# combine two variables

if I have 2 variables and I want to combine as if it were a dozen and the unit . How can I?

es:

``````int x=5;
int y=5;
int xy;
void setup() {
Serial.begin(9600);
}

void loop() {
Serial.println(xy);
}
``````

I would that the variable xy was equal to 55

``````int x=5;
int y=5;
int xy;
void setup() {
Serial.begin(9600);
}

void loop() {
Serial.print(x);
Serial.println(y);
}
``````

This isn't combining its just printing them out next to each other

If you want a string that has the 2 numbers next to each other, there are various approaches, but as I'm lazy so I'd use sprintf

I would that the variable xy was equal to 55

Then use:-

``````xy = x * 10 + y
``````

Hi Mic

I'm not sure that works if the numbers are greater than nine

Best to convert them to strings and then concatenate

But I guess its not entirely clear what they really want to achieve or why

Enricothreewesa:
if I have 2 variables and I want to combine as if it were a dozen and the unit . How can I?

Grump_Mike's post shows how to do it, but you need to make up your mind whether you're dealing with tens and units or dozens and units.

xy = x * 10 + y

dozens and units is base 12 so
xy = x * 12 + y
May have to code a base 12 routine if the numbers are larger.

steinie44:

xy = x * 10 + y

dozens and units is base 12 so
xy = x * 12 + y

Agreed
but if they were dozens and units the x= 5 and y =5 would not give you a value of 55 for a combination of the two, it would give you 65.
So the OP needs to say a bit more precisely what he wants to do.

Mike
I'd not noticed the reference to dozen.

Mainly because of the last part where the OP said that XY = 55

Which doesn't make sense if they wanted to use base 12. Ie even if they mean x * y. It would be 21 base 12.

As already pointed out, the question makes no sense. x = 0101 and y = 0101 (in binary) and there is no way to "combine" them into 55. Someone already pointed out that the correct value for 5 dozen+5 is 65.

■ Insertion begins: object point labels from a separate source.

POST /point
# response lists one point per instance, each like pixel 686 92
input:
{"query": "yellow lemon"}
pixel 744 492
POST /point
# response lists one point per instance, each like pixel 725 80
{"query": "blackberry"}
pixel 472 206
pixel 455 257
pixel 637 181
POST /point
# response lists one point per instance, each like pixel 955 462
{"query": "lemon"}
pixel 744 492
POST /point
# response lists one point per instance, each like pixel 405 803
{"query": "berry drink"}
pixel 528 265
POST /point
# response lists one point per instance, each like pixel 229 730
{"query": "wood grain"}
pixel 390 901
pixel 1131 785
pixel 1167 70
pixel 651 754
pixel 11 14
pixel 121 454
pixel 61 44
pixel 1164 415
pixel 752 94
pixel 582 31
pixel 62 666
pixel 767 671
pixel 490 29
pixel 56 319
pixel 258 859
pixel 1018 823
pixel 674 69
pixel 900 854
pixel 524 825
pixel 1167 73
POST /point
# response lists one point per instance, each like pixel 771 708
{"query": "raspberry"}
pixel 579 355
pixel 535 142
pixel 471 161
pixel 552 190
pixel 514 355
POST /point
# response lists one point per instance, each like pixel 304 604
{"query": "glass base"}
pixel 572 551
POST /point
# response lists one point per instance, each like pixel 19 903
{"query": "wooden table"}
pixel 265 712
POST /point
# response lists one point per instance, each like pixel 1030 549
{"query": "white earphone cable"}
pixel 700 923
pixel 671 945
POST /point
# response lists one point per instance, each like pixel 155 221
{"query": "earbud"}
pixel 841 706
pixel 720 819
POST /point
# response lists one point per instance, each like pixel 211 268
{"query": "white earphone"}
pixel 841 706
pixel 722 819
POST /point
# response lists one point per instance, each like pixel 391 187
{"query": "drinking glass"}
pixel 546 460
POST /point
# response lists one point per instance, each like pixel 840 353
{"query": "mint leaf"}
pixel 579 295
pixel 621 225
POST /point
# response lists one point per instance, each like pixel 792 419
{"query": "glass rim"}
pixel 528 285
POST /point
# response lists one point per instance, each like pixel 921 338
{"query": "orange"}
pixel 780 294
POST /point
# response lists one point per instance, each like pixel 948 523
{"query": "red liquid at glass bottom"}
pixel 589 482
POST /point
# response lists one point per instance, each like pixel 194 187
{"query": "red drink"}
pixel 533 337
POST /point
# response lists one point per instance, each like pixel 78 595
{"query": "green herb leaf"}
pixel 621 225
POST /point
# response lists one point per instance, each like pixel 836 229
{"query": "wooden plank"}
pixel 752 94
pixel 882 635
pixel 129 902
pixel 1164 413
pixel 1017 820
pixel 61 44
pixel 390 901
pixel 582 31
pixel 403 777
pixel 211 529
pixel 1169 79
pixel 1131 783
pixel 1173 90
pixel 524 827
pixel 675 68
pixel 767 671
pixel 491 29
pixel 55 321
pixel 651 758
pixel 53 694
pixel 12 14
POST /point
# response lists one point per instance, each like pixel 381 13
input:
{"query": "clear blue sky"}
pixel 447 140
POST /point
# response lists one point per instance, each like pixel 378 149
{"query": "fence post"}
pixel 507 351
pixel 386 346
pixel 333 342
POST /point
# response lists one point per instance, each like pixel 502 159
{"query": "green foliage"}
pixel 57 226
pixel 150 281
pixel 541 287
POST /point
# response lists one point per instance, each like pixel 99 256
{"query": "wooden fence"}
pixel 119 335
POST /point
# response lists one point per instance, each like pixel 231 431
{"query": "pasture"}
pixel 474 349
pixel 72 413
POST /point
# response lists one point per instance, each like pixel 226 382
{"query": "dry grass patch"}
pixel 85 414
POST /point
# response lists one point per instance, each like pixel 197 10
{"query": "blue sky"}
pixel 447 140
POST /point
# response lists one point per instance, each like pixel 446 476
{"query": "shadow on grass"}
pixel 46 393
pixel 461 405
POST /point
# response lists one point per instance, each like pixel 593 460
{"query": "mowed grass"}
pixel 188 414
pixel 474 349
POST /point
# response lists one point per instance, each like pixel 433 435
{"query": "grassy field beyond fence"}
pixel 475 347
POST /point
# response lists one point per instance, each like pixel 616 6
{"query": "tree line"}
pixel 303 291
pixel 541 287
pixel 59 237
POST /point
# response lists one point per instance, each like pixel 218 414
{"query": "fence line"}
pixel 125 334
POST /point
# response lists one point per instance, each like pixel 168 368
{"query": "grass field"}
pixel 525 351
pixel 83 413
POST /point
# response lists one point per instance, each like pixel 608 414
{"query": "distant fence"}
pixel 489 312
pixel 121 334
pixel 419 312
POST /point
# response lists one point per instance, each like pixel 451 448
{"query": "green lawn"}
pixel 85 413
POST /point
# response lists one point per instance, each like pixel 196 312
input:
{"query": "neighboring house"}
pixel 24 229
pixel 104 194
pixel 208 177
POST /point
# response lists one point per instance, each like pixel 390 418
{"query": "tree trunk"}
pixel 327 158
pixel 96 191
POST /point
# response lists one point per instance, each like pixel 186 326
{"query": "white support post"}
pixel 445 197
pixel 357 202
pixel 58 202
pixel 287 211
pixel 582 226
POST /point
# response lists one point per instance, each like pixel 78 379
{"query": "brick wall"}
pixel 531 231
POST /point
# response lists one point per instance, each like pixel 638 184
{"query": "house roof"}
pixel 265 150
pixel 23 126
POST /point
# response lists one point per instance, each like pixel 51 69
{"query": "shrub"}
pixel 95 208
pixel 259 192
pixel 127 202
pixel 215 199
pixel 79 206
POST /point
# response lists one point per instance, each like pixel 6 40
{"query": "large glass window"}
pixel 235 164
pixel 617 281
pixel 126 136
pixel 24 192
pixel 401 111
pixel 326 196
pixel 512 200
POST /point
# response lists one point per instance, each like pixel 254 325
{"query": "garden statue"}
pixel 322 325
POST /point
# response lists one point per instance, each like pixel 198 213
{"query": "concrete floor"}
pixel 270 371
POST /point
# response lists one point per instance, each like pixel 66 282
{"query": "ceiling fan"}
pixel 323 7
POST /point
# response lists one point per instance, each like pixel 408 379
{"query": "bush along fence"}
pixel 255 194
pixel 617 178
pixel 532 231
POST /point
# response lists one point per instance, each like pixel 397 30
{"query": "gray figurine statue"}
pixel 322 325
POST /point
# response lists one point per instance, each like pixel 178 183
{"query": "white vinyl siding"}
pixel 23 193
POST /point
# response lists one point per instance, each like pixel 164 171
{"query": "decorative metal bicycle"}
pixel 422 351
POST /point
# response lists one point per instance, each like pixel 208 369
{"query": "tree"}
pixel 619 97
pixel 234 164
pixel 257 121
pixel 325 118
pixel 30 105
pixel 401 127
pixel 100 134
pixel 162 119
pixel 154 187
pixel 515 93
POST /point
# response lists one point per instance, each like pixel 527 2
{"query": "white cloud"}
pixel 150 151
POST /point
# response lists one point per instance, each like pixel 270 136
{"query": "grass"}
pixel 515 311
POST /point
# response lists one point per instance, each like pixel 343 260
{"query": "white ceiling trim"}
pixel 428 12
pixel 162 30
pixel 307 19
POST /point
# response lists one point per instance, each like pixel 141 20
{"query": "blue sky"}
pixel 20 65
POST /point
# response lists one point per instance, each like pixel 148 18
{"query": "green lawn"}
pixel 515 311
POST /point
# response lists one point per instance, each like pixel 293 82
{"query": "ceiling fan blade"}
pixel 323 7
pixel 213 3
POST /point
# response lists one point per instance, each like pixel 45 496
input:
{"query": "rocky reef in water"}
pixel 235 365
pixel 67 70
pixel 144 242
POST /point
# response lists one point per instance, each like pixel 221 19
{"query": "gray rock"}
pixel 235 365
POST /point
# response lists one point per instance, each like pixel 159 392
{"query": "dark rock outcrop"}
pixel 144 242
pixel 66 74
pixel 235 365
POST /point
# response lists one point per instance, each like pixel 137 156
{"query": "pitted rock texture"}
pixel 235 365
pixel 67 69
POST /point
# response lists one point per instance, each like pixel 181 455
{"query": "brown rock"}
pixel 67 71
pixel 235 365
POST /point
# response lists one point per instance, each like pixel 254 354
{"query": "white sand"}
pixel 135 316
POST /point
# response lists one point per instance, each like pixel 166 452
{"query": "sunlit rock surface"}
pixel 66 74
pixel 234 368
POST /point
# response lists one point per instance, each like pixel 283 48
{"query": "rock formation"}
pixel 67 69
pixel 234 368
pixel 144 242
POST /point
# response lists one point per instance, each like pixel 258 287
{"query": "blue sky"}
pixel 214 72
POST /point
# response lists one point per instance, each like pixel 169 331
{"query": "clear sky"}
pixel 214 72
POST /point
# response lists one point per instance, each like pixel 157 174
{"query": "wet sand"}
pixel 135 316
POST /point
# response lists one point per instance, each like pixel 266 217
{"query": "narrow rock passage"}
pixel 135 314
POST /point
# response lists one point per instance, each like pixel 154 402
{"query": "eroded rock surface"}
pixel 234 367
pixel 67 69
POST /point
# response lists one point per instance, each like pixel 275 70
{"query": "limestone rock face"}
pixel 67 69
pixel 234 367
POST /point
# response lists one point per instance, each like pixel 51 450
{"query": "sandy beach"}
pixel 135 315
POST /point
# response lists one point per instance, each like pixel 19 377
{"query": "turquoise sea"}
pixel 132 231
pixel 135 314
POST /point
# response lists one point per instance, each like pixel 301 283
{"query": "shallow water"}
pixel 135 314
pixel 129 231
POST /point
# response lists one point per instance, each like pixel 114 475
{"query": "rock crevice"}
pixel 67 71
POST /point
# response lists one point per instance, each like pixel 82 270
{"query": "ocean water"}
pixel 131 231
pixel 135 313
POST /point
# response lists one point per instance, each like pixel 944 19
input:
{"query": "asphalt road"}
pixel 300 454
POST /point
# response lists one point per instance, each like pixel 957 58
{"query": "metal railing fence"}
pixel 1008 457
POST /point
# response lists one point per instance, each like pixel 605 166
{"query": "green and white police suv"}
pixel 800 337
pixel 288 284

Note that C++ makes it easy to do something like this. First, you define a class, e.g.,

class ByTheDozen {
int dozens;
int units;
public:
ByTheDozen(int doz, int un) { dozens = doz += un / 12; units = un % 12; }
ByTheDozen(int units) { dozens = units / 12; units = units % 12; }
ByTheDozen & operator +(const ByTheDozen & value) { dozens += value.dozens;
dozens += (units + value.units) / 12;
units = (units + value.units) % 12; return *this; }
ByTheDozen & operator +(int value) { dozens += (value / 12);
dozens += (units + value) / 12;
units = (units + value) % 12;}
int operator() { return dozens * 12 + units; }
bool operator =(const ByTheDozen & a, const ByTheDozen & b) { return (a.dozens == b.dozens) && (a.units == b.units); }
ByTheDozen & operator=(const ByTheDozen & value) { dozens = value.dozens; units = value.units; return *this; }
ByTheDozen & operator++() {units = (units + 1) % 12; dozens = (dozens + (units + 1) / 12); return *this; } // I think this is ++prefix
// ...and so on .
};

There are more compact ways to express operator +, but I expanded it for clarity. I'm doing a lot of this from memory, and it's been a while since I defined an arithmetic class--like about two years, so standard disclaimer: this is a suggestion which may or may not compile; the user is expected to consult the C++ reference materials for precise details. For example, I always have to look up how to define the postfix ++ and -- operators, but they all involve computations like

ByTheDozen & forgotten syntax here { ByTheDozen t = *this; (*this)++; return t; }

Strictly speaking, the definition of operator= is not required, because the default value-copy constructor works, but I like to be thorough. You have to add operator - for both ByTheDozen and integer arguments, ++, --, etc.

Like most such questions, the OP asks "how do I do THIS" without stating the purpose, which makes giving a coherent answer all but impossible. But I wouldn't waste time trying to "combine" variables (which is a silly way to state the problem, since it gives no idea what the purpose is); instead, I'd build the general ByTheDozen class. Note this generalizes to ByTheGross.

Note that dealing with negative values requires some care.

Note also that the dozens and units are protected variables, meaning they cannot be changed or set by the programmer except through the interface that guarantees that 0<=units<12.

Given the above definitions, I can write
ByTheDozen x(5, 5);
ByTheDozen y(65);
x += 24;
y += 24;
println(x == y); // "true"
println((int) y); // "89"

More can be learned from any good C++ reference, e.g., Stroustrup 3rd edition.